Destroyer – This Night :: Talitres
Die Vorgeschichte zu „This Night“ von Destroyer spielt wie so oft nicht im wirklichen Leben (Daniel Bejar aus Vancouver ist selbstverständlich ein junger, manischer Songwriter, Ex-Homerecording-Artist, jetzt mit Band, dazu bei den nicht so tollen New Pornographers), sondern im Kopf des Hörers: das erste Mal bis zum Schluss von „Cowgirl In The Sand“ mitfiebern. Im Dunkeln „Hunky Dory“ hören, eine Doors-Phase haben. Grant Lee Buffolo entdecken oder die guten Sachen von Lou Reed und, tja, Al Stewart.
Eine Stimme, die all das zu wissen und doch von nirgendwo her zu kommen scheint Bejar tritt wie ein Beat-Lyriker auf, singt entrückt, oft unleidig quäkend die Songs, die er so verfasst hat, dass er eigentlich gar nicht singen muss, weil die Musik den Worten hinterherfließt. Nicht wie Dylans Lieder, mehr wie seine Liner Notes. Das Mädchen Holly oder die Stadt Hollywood, Löwen, die an Strommasten spielen, großer Käse, großer Mythos. Rock’n‘ Roll-Mythos vor allem, mit Fußnotenzitaten von den Smiths und Sonic Youth und Bejars Erklärung in, JVlakin‘ Angels“: „Hey, rock’n’roll’s not through yet, I’m sewing wings on this thing.“ Die Musiker klingen wie eine Rasiermesser-Garagenband, die heute ausnahmsweise nur Balladen spielt, ab und zu mit Orgel, Kratzgeige und Spieldose.

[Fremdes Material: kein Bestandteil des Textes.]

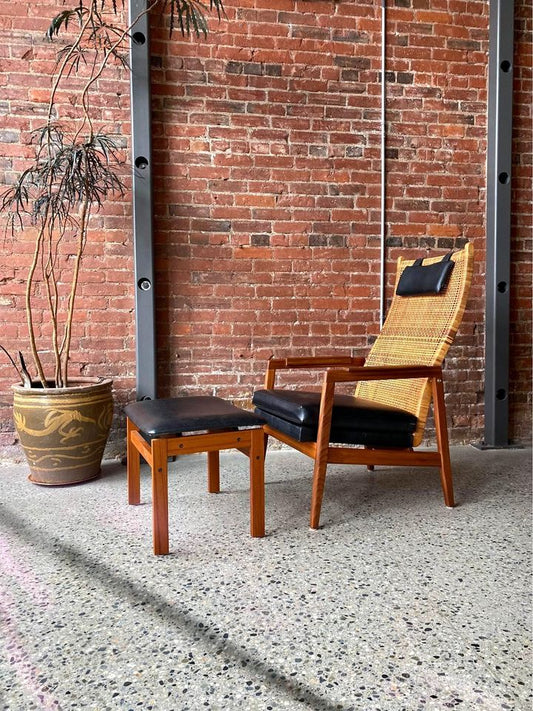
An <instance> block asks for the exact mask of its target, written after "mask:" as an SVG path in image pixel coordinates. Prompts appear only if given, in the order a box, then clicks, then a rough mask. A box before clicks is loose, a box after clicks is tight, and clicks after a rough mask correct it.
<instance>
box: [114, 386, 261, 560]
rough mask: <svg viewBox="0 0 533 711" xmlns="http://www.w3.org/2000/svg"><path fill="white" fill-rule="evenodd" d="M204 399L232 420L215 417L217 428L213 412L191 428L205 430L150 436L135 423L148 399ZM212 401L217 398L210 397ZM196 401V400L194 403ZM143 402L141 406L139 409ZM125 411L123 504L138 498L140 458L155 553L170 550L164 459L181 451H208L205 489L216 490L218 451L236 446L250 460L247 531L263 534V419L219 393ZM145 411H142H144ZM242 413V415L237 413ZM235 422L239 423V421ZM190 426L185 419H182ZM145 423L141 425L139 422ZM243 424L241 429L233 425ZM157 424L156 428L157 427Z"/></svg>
mask: <svg viewBox="0 0 533 711" xmlns="http://www.w3.org/2000/svg"><path fill="white" fill-rule="evenodd" d="M193 400H194V401H203V403H201V404H202V405H207V406H208V408H209V406H210V405H211V404H215V405H217V406H218V407H219V408H222V410H223V411H224V412H226V411H227V412H226V414H228V415H229V419H230V420H231V422H232V425H231V426H230V427H229V428H227V427H226V426H225V423H227V421H228V418H227V417H224V416H221V417H220V423H219V424H220V429H217V427H216V426H214V425H213V421H212V417H207V418H203V419H202V417H200V418H196V421H195V425H194V427H195V428H196V427H197V428H198V429H200V426H201V425H206V428H205V430H204V431H201V432H196V431H195V432H192V433H191V434H187V433H184V432H183V431H182V432H177V433H175V434H168V433H167V434H164V435H162V436H153V434H151V433H150V432H147V431H145V430H144V431H143V429H141V427H139V421H140V419H141V420H142V417H141V418H139V417H137V414H139V413H140V414H141V415H143V414H144V412H145V411H146V406H147V405H148V406H150V404H151V403H158V404H159V406H160V405H161V403H163V406H164V405H165V403H167V404H168V405H170V404H171V403H174V404H175V403H176V402H177V401H179V405H180V406H186V405H187V402H186V401H193ZM215 401H216V402H215ZM196 404H197V402H196V403H195V405H196ZM143 406H144V408H143ZM125 410H126V415H127V458H128V460H127V477H128V503H129V504H132V505H137V504H140V503H141V485H140V464H141V461H140V458H141V457H142V458H143V459H144V460H145V461H146V462H147V463H148V465H149V466H150V469H151V475H152V511H153V524H152V525H153V548H154V553H155V555H165V554H167V553H168V552H169V535H168V458H169V457H174V456H177V455H180V454H194V453H198V452H207V481H208V485H207V489H208V492H209V493H219V492H220V462H219V452H220V451H221V450H224V449H238V450H239V451H240V452H242V453H243V454H245V455H246V456H247V457H248V458H249V459H250V534H251V536H253V537H254V538H261V537H263V536H264V535H265V493H264V491H265V489H264V462H265V436H264V433H263V427H262V420H261V418H259V417H257V416H255V415H254V414H253V413H251V412H248V411H245V410H240V409H239V408H236V407H234V406H233V405H231V404H230V403H227V402H225V401H224V400H221V399H220V398H211V397H196V398H195V397H191V398H187V397H186V398H170V399H169V400H159V401H157V400H150V401H143V402H138V403H133V404H132V405H128V406H127V407H126V408H125ZM143 411H144V412H143ZM238 413H241V414H238ZM239 422H240V425H239V424H238V423H239ZM185 424H186V426H188V427H190V426H191V425H190V423H185ZM183 425H184V422H180V421H179V418H178V419H174V420H173V419H172V417H170V418H169V423H168V427H169V428H170V429H179V428H180V427H182V426H183ZM141 426H142V427H144V425H141ZM239 426H244V427H245V428H246V429H237V428H238V427H239ZM156 429H157V428H156Z"/></svg>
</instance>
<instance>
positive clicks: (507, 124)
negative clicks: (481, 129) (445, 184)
mask: <svg viewBox="0 0 533 711" xmlns="http://www.w3.org/2000/svg"><path fill="white" fill-rule="evenodd" d="M513 34H514V3H513V0H490V34H489V104H488V153H487V215H486V217H487V264H486V311H485V329H486V333H485V338H486V340H485V440H484V446H486V447H506V446H507V445H508V444H509V291H510V271H511V269H510V267H511V156H512V128H513V114H512V104H513Z"/></svg>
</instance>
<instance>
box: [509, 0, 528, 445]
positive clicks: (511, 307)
mask: <svg viewBox="0 0 533 711" xmlns="http://www.w3.org/2000/svg"><path fill="white" fill-rule="evenodd" d="M532 37H533V2H532V1H531V0H522V1H521V2H518V3H516V6H515V57H514V74H513V77H514V107H513V129H514V130H513V167H512V171H513V174H512V185H513V194H512V213H511V225H512V252H511V259H512V262H511V331H510V336H511V339H510V348H511V352H510V355H511V359H510V363H511V366H510V388H509V393H510V397H509V424H510V431H511V433H512V436H513V437H514V438H515V439H516V440H518V441H526V442H527V441H529V442H531V405H532V403H531V325H532V323H533V314H532V313H531V288H532V283H533V282H532V275H531V256H532V246H533V244H532V243H533V235H532V227H533V219H532V188H533V167H532V164H533V160H532V156H533V151H532V145H531V144H532V134H531V128H532V126H533V113H532V109H531V107H532V103H533V98H532V96H533V91H532V89H533V86H532V84H533V82H532V74H533V50H532V46H533V45H532V42H531V38H532Z"/></svg>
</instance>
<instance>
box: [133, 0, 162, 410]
mask: <svg viewBox="0 0 533 711" xmlns="http://www.w3.org/2000/svg"><path fill="white" fill-rule="evenodd" d="M146 9H147V0H131V1H130V8H129V13H130V23H132V22H134V21H135V19H136V18H138V20H137V22H136V23H135V25H134V27H133V28H132V33H131V41H130V63H131V133H132V156H133V160H132V163H133V168H132V169H133V242H134V257H135V350H136V366H137V367H136V379H137V399H138V400H147V399H153V398H155V397H157V382H156V376H157V362H156V333H155V290H154V255H153V226H152V214H153V209H152V202H153V201H152V141H151V121H150V119H151V106H150V103H151V94H150V23H149V16H148V14H147V12H146Z"/></svg>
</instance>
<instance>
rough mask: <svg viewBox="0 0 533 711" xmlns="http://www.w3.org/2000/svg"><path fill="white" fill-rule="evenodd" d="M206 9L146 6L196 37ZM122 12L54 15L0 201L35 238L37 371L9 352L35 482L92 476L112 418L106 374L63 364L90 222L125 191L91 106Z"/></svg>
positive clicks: (158, 6) (21, 433)
mask: <svg viewBox="0 0 533 711" xmlns="http://www.w3.org/2000/svg"><path fill="white" fill-rule="evenodd" d="M209 9H211V10H213V9H216V11H217V13H218V16H219V18H220V15H221V13H222V12H223V5H222V0H210V7H209ZM204 10H207V7H206V6H204V4H203V3H201V2H198V0H153V2H151V3H149V4H148V6H147V9H146V10H145V12H146V13H159V14H161V15H163V14H165V13H167V14H168V16H169V26H170V33H171V34H172V32H173V30H174V28H175V27H176V26H177V27H178V28H179V29H180V31H181V34H183V35H185V34H187V35H190V34H191V32H193V33H195V34H196V35H197V36H198V35H199V34H200V33H203V34H204V35H205V34H206V32H207V26H206V21H205V16H204ZM121 17H122V14H121V12H120V9H119V8H117V2H116V0H79V2H77V3H76V4H75V5H74V7H73V8H70V9H64V10H62V11H61V12H60V13H59V14H57V15H56V16H55V17H54V18H53V19H52V20H51V23H50V26H49V29H48V32H47V37H48V39H49V40H51V41H52V40H54V39H57V37H58V36H59V35H61V36H62V35H63V34H65V36H66V42H64V43H63V44H62V46H61V47H60V49H59V51H58V52H57V64H56V70H55V72H54V74H53V76H52V80H51V86H50V95H49V100H48V106H47V111H46V117H45V121H44V124H43V125H42V126H41V127H39V128H38V129H37V130H35V131H33V134H32V136H31V143H32V144H33V147H34V155H33V159H32V160H31V161H30V162H29V163H28V165H27V166H26V167H25V169H24V170H23V172H21V173H20V175H19V176H18V177H17V178H16V179H15V181H14V182H13V183H12V184H11V185H9V187H8V188H7V190H6V191H5V192H4V193H3V195H2V196H1V198H0V211H1V212H2V213H3V214H4V216H5V218H6V225H7V228H8V229H11V232H12V235H13V236H15V235H16V233H17V231H18V230H19V229H29V230H30V231H31V232H30V234H31V237H32V239H33V256H32V259H31V264H30V266H29V272H28V276H27V280H26V284H25V311H26V322H27V328H28V351H29V354H30V355H31V359H32V361H33V369H34V371H35V372H34V374H30V373H29V371H28V369H27V368H26V364H25V361H24V358H23V356H22V354H21V353H20V352H19V358H18V360H19V362H18V363H17V362H16V361H15V358H14V357H13V356H11V355H9V354H8V357H9V358H10V360H11V362H12V364H13V365H14V367H15V368H16V369H17V372H18V374H19V376H20V383H19V384H17V385H14V386H13V390H14V403H13V417H14V422H15V427H16V430H17V433H18V436H19V439H20V443H21V446H22V448H23V450H24V452H25V454H26V457H27V460H28V464H29V467H30V480H31V481H33V482H34V483H37V484H47V485H61V484H72V483H78V482H81V481H86V480H88V479H92V478H94V477H96V476H98V474H99V472H100V465H101V459H102V456H103V452H104V448H105V444H106V441H107V437H108V434H109V430H110V426H111V420H112V415H113V401H112V381H111V379H109V378H100V379H94V378H93V379H90V378H89V379H87V378H85V379H83V378H80V377H73V378H71V377H70V376H69V372H68V369H69V358H70V348H71V339H72V333H73V324H74V319H75V315H76V298H77V293H78V286H79V283H80V269H81V268H82V265H83V255H84V252H85V248H86V245H87V243H88V240H90V238H91V231H90V227H91V219H92V217H93V216H94V214H95V213H97V212H98V211H100V210H105V206H106V202H107V201H108V200H109V199H110V198H111V196H112V195H114V194H115V195H116V194H118V195H124V194H125V193H126V185H125V182H124V180H123V174H124V173H123V171H124V163H125V161H124V160H123V158H122V155H121V148H120V146H119V144H118V142H117V140H116V137H115V136H113V135H111V134H110V133H108V132H106V125H105V123H104V121H103V119H102V116H101V114H99V112H98V111H97V110H95V105H94V103H93V102H92V98H93V96H94V94H95V92H96V91H97V89H98V81H99V80H100V78H101V77H103V76H105V73H106V72H107V71H108V70H109V69H110V68H111V67H112V66H113V65H117V63H118V65H119V66H122V67H127V66H128V47H129V39H130V32H131V29H132V27H133V25H134V24H135V22H137V20H138V18H135V20H134V22H132V23H131V24H130V25H128V23H126V22H122V24H121V22H120V18H121ZM65 95H68V97H69V100H68V104H66V103H65ZM66 105H68V107H69V110H68V112H65V111H64V108H65V106H66ZM62 111H63V115H62ZM43 301H44V303H45V306H44V309H45V312H46V313H47V314H48V320H49V323H48V324H45V330H46V327H47V328H48V334H47V335H48V337H49V340H48V342H47V345H46V347H43V345H42V338H41V335H40V333H41V330H42V328H43V319H42V318H40V314H41V313H42V310H43V304H42V302H43ZM2 350H4V352H5V353H7V351H6V350H5V348H3V346H2Z"/></svg>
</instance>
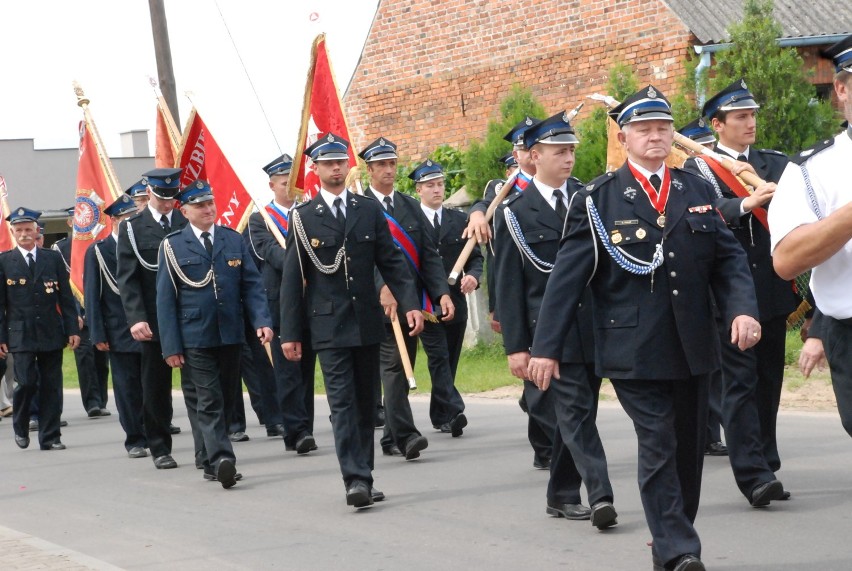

Im auf- und abdonnernden „Hey, Snow White“ zupft Daniel Bejar auf der Neil-Young-Jaulgitarre ein Riff, das kurz vor dem Zerbröseln zu stehen scheint und (wie die ganze Musik) wirkt, als sei es unwiederbringlich, nie wieder so reproduzierbar.
„This Night“ ist lang und anstrengend, Bejars Stimme kann auf die Nerven gehen, aber das muss so sein. Ungetrübt wäre die Schönheit und Weisheit dieser Musik noch weniger zu ertragen.